Одна из главных и частых ошибок в тренажерном зале
Доброе утро!
Давным-давно в одном из видео на Youtube я услышал простую, но дельную фразу: "В тренажерном зале нужно работать над передней и задней частями, верхом и низом"
Звучит понятно, но как это осуществить, чтобы было максимум пользы и гармонии в вашем развитии?
Зачастую у нас преобладают упражнения одного вида и это развивает мышечный дисбаланс, "портит" осанку и увеличивает риск получения травмы.
Риск от того, что мышцы с одной стороны оказывают больше натяжения на сустав, ввиду их повышенного тонуса, а противоположная сторона не может сбалансировать нагрузку (натяжение) из-за недостаточного тонуса.
Также противоположные группы мышц выполняют каждая свою роль. Простой пример: передняя часть бедра, если говорить простым языком, отвечает за разгон, задняя за торможение. Если при торможении (смене направления) задняя поверхность неспособна удержать и замедлить скорость и силу (F) то есть риск получения травмы колена (растяжение мышц и связок), а также потенциально голеностопа и тазобедренного сустава.
"Зеркальный синдром" - это довольно частое явление, когда человек работает над теми частями тела, что видит в зеркале. Фактически это ничто иное как самый распространенный дисбаланс - развитые мышцы пресса, груди, бицепса и передней дельты и слабые (вообще не развитые) мышцы спины, задней дельты, поясницы и т.д.. Такое часто увидишь в любом фитнесс центре.
Для нас, баскетболистов, проблема дисбаланса особо актуальна, т.к. техника и элементы нашего спорта делают нас Quad Dominant. Передняя часть бедра получает больше нагрузки и поэтому особенно важно уделить внимание задней мышечной цепи (спина, ягодицы, задняя часть бедра и т.д.)
Упражнения можно поделить на типы и убедиться, что в вашей программе присутствуют все основные виды.
- Horizontal Push - Горизонтальный толчок
- Horizontal Pull - Горизонтальная тяга
- Vertical Push - Вертикальный толчок
- Vertical Pull - Вертикальная тяга
- Quad Dominant - упражнения, в которых доминирует передняя часть бедра
- Hip/Hamstring Dominant - упражнения, в которых доминирует задняя часть бедра
- Elbow Flexion - сгибание в локте
- Elbow Extension - разгибание в локте
- Accessory Movements - дополнительные схемы движения
Хочу отдельно поговорить о первых 6ти типах, т.к. они являются так называемым фундаментом или базой. Большая часть из них - это мультисуставные упражнения, где в работе участвуют несколько групп мышц.
Чтобы было проще понимать и использовать в программе, я последние два типа Quad Dominant и Hip/Hamstring Dominant также отношу к Pull и Push.

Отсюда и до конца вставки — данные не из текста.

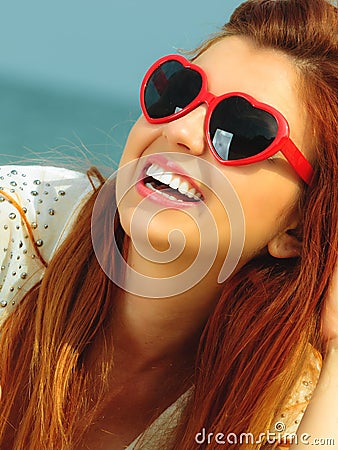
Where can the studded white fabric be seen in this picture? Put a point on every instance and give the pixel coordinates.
(48, 198)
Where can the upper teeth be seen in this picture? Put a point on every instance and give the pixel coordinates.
(173, 180)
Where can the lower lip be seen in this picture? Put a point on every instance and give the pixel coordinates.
(159, 198)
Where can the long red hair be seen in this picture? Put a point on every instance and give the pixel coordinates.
(255, 343)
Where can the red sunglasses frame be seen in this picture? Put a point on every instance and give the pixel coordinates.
(282, 141)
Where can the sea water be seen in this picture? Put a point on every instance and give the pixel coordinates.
(39, 124)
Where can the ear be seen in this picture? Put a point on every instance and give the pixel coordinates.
(285, 245)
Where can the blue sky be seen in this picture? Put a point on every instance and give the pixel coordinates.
(101, 47)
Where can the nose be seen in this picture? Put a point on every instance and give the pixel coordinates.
(188, 131)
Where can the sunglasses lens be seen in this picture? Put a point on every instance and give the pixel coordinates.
(170, 88)
(238, 130)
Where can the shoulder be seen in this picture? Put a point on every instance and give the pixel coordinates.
(37, 204)
(286, 422)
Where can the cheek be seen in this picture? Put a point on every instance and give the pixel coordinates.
(268, 208)
(139, 139)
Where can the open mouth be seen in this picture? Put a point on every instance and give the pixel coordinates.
(170, 185)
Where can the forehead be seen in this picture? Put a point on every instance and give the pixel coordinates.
(236, 64)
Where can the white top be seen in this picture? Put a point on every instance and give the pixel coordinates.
(48, 198)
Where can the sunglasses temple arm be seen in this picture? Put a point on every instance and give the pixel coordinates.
(298, 161)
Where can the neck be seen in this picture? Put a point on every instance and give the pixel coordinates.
(163, 330)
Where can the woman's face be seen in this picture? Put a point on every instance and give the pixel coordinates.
(268, 191)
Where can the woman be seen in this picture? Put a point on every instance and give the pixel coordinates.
(88, 360)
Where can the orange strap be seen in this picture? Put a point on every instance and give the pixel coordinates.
(27, 224)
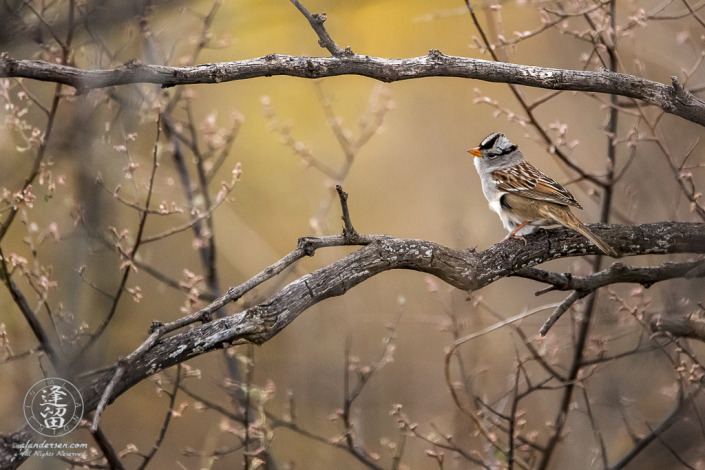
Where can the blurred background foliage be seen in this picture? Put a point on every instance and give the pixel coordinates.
(411, 178)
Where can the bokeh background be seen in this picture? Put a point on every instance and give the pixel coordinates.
(412, 178)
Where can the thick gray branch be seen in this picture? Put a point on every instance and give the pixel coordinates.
(465, 269)
(671, 98)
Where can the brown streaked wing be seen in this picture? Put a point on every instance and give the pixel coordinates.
(531, 182)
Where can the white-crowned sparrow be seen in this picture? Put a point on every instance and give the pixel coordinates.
(523, 196)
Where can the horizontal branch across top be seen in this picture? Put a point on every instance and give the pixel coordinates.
(671, 98)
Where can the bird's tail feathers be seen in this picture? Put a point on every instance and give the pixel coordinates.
(579, 227)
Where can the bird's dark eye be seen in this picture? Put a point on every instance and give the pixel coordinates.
(489, 141)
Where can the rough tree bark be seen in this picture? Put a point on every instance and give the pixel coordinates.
(673, 99)
(465, 269)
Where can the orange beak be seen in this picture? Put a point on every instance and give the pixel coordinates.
(476, 152)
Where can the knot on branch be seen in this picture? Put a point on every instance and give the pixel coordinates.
(436, 56)
(319, 18)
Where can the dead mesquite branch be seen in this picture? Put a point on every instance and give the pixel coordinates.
(670, 98)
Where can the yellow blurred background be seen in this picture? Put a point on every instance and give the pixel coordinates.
(412, 179)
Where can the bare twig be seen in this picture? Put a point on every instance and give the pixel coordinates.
(316, 21)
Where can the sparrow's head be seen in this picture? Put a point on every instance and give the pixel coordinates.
(494, 146)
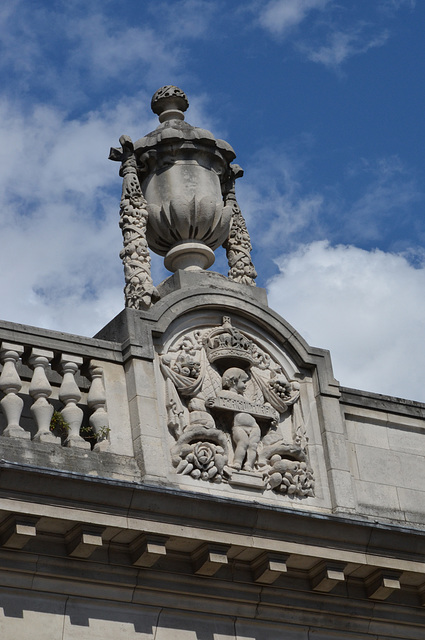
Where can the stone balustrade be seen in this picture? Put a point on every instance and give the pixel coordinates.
(65, 394)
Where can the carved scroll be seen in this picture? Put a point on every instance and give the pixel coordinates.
(139, 290)
(238, 244)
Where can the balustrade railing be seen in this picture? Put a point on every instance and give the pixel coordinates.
(54, 398)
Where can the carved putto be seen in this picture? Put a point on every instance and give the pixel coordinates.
(234, 415)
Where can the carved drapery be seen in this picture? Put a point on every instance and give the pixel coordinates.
(226, 401)
(139, 290)
(238, 244)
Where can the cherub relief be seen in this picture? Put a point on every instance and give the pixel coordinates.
(225, 419)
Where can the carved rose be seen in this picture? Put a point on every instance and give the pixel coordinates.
(291, 477)
(202, 460)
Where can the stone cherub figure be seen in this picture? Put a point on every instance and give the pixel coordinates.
(245, 430)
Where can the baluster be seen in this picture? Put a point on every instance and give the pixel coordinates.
(96, 401)
(40, 390)
(10, 384)
(70, 394)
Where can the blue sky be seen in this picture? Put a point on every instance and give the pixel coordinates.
(323, 102)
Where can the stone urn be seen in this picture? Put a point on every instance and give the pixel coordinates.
(183, 172)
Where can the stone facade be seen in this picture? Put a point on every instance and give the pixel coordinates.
(195, 471)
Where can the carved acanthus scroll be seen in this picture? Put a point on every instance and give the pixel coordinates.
(238, 244)
(226, 400)
(139, 290)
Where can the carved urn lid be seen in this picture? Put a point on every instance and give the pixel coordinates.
(169, 103)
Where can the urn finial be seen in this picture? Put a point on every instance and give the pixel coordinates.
(169, 102)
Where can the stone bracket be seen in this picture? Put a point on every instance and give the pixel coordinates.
(82, 541)
(17, 530)
(209, 559)
(381, 584)
(147, 550)
(269, 567)
(326, 576)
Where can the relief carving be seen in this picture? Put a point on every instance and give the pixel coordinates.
(226, 401)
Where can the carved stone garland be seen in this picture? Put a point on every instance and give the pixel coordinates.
(226, 399)
(238, 244)
(139, 290)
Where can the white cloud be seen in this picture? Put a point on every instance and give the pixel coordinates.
(367, 307)
(342, 45)
(280, 16)
(59, 224)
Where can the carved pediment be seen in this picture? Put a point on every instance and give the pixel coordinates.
(227, 399)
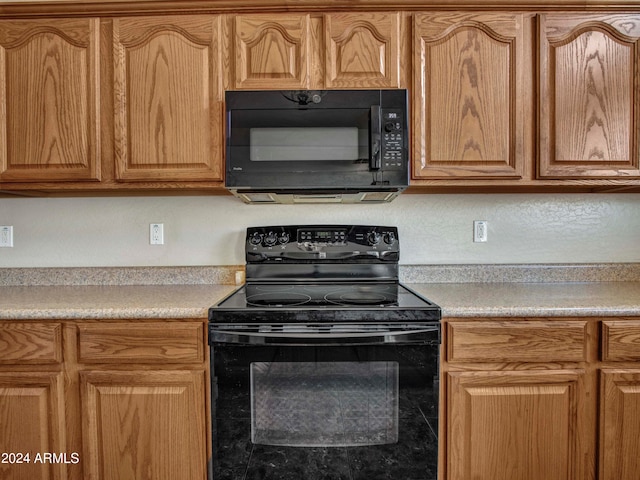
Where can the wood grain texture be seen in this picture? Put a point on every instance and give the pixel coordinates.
(469, 96)
(168, 98)
(362, 50)
(178, 342)
(49, 97)
(515, 425)
(589, 95)
(517, 341)
(144, 425)
(32, 420)
(620, 341)
(30, 343)
(620, 424)
(272, 51)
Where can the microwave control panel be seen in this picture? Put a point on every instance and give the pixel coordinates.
(393, 141)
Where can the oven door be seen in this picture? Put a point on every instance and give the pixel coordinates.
(357, 404)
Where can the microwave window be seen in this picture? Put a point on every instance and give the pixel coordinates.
(304, 143)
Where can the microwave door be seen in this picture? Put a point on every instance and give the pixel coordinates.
(375, 137)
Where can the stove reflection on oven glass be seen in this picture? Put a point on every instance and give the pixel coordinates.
(327, 420)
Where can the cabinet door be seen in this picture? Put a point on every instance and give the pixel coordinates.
(49, 84)
(168, 98)
(517, 426)
(362, 50)
(33, 422)
(469, 96)
(272, 51)
(144, 425)
(620, 425)
(589, 95)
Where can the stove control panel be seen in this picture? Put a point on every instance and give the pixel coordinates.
(300, 243)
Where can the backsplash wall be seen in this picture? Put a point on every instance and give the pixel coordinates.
(433, 229)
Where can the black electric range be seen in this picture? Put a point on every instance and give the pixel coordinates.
(323, 365)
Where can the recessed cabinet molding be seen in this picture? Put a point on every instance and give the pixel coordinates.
(49, 100)
(363, 50)
(589, 95)
(272, 51)
(168, 98)
(619, 421)
(470, 95)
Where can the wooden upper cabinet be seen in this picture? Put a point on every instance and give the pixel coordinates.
(469, 96)
(589, 95)
(301, 51)
(168, 98)
(362, 50)
(272, 51)
(49, 100)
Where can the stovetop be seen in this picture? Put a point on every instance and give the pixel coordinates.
(286, 303)
(321, 273)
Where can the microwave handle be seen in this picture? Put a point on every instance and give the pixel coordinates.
(376, 129)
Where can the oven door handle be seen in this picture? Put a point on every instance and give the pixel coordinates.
(429, 335)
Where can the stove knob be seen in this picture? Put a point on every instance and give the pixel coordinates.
(271, 239)
(283, 238)
(373, 238)
(389, 238)
(255, 239)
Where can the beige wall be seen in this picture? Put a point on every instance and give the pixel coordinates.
(433, 229)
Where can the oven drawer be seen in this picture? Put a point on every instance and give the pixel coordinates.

Upper body pull (тяга/верхний пп):
- Vertical Pull - Вертикальная тяга - Тяга на спину к груди, подтягивания
- Horizontal Pull - Горизонтальная тяга - Тяга на спину сидя, в наклоне
Upper body push (толчок/верхний пп)
- Vertical Push - Вертикальный толчок - Жим на плечи вверх, толчок, жим на грудь на наклонной скамье, подъемы на плечи прямо/ в стороны
- Horizontal Push - Горизонтальный толчок - Жим лежа, отжимания
Lower body push (толчок/ноги)
- Quad Dominant - упражнения, в которых доминирует передняя часть бедра - Присед (все виды), выпады, жим ногами, степ-апы
Lower body pull (тяга/ноги)
- Hip/Hamstring Dominant - упражнения, в которых доминирует задняя часть бедра - Становая тяга (и румынская), Good morning, сгибания ног, гиперэкстензии.
Проведя нехитрые перестановки мы получили 4ре группы упражнений, которые необходимо включать в программу. Рекомендую соотношение 2:1 тяги к толчку. На каждое упражнение толчкового типа нужно иметь два упражнения с тягой.
При желании использовать суперсеты, советую такую схему построения каждого из них:
Upper body pull/lower body push
или
Upper body push/lower body pull
Дополнительные упражнения на мелкие группы мышц (сгибание/разгибание в локте) можно комбинировать по принципу: передняя часть/задняя часть.
Пример программы, состоящей из суперсетов:
A1 Жим лежа
A2 Румынская становая тяга
B1 Подтягивания
B2 Выпады в стороны
C1 Подьем на бицепс с переходом в жим на плечи
C2 Отжимания от скамьи на трицепс
Всем удачи и плодотворных тренировок! Только вперед!